After a four-month operation, South Korea's mask ration system ended on Sunday as the supply of face masks designed to help fight the COVID-19 pandemic has stabilized.
As prices of protective masks skyrocketed amid the COVID-19 outbreak here, the country introduced the mask rationing scheme in early March in a bid to smooth out high demand, reports Yonhap News Agency.
Purchase of Protective Masks Limited
Under the scheme, citizens were allowed to buy a limited number of protective masks every week at pharmacies for 1,500 won ($1.24). The weekly limit started with two masks and was raised to 10 masks. With the termination of the scheme, citizens will be able to buy an unlimited number of masks at market prices.
Responding to the development, Prime Minister Chung Sye-Kyun: "Thankfully, drugstores were with us over the past 137 days amid the crisis situation. It was a valuable opportunity to realize the public nature of drugstores once again."
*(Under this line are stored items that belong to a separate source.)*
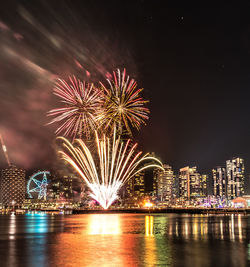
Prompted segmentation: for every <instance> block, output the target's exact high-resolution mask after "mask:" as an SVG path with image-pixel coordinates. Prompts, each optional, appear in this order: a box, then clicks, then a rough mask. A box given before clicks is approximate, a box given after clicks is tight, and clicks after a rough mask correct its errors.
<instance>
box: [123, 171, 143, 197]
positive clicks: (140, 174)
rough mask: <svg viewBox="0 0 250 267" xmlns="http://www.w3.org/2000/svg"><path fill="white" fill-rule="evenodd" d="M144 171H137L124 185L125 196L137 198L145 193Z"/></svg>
mask: <svg viewBox="0 0 250 267" xmlns="http://www.w3.org/2000/svg"><path fill="white" fill-rule="evenodd" d="M144 176H145V172H144V171H142V172H139V173H137V174H136V175H135V176H134V177H132V178H131V179H129V180H128V182H127V186H126V194H127V198H129V199H134V200H139V199H141V198H143V197H144V195H145V177H144Z"/></svg>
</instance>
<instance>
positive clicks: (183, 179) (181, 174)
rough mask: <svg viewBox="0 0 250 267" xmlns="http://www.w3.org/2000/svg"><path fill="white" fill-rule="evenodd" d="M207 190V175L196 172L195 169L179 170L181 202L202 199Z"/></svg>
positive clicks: (193, 167) (179, 180) (204, 194)
mask: <svg viewBox="0 0 250 267" xmlns="http://www.w3.org/2000/svg"><path fill="white" fill-rule="evenodd" d="M206 190H207V175H201V174H200V173H199V172H197V167H192V168H190V167H189V166H187V167H185V168H181V169H180V175H179V194H180V197H181V198H182V199H183V200H190V199H192V198H196V197H204V196H205V193H206V192H205V191H206Z"/></svg>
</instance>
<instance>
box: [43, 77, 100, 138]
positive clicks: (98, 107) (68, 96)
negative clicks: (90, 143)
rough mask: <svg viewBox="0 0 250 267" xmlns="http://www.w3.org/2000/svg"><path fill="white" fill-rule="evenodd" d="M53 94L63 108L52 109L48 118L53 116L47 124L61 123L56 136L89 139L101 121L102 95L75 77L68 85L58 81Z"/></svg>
mask: <svg viewBox="0 0 250 267" xmlns="http://www.w3.org/2000/svg"><path fill="white" fill-rule="evenodd" d="M54 94H55V95H56V96H58V97H59V98H60V99H61V102H62V103H63V104H64V107H61V108H56V109H52V110H51V111H49V112H48V116H55V118H53V119H52V120H51V122H49V123H48V124H52V123H61V125H60V126H59V127H58V128H57V130H56V131H55V133H56V134H61V133H62V134H63V135H64V136H71V137H73V139H75V138H76V137H79V138H81V137H82V136H83V135H84V136H86V138H87V139H89V138H90V135H91V132H93V131H94V130H96V129H97V128H98V121H99V120H101V119H102V116H103V112H102V103H103V94H102V92H101V91H100V90H98V89H97V88H96V87H95V86H94V85H93V84H88V83H85V82H81V81H80V80H78V79H76V77H75V76H72V77H69V83H67V82H66V81H65V80H62V79H59V80H58V82H57V83H56V86H55V88H54Z"/></svg>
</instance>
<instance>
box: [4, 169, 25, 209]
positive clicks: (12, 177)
mask: <svg viewBox="0 0 250 267" xmlns="http://www.w3.org/2000/svg"><path fill="white" fill-rule="evenodd" d="M25 189H26V188H25V170H23V169H21V168H18V167H16V166H15V165H10V166H9V167H7V168H5V169H2V170H1V184H0V195H1V202H2V204H3V205H5V206H18V205H21V204H22V203H23V201H24V199H25Z"/></svg>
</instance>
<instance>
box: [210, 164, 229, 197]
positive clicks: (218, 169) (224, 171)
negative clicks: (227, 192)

Increased Weekly Output of Masks
Demand for masks sharply stabilized recently as the country has successfully flattened the virus curve, while the mask supply has continued to rise, Yonhap News Agency reported citing the Ministry of Food and Drug Safety as saying. Weekly outputs of protective masks have reached more than 100 million since the first week of June, according to the agency.
Last month, the government decided to extend the mask rationing scheme, supposed to end on June 30, to July 11 in an effort to help people easily buy masks. In case of an emergency, the government will maintain mask stockpiles large enough to meet a sudden rise in demand.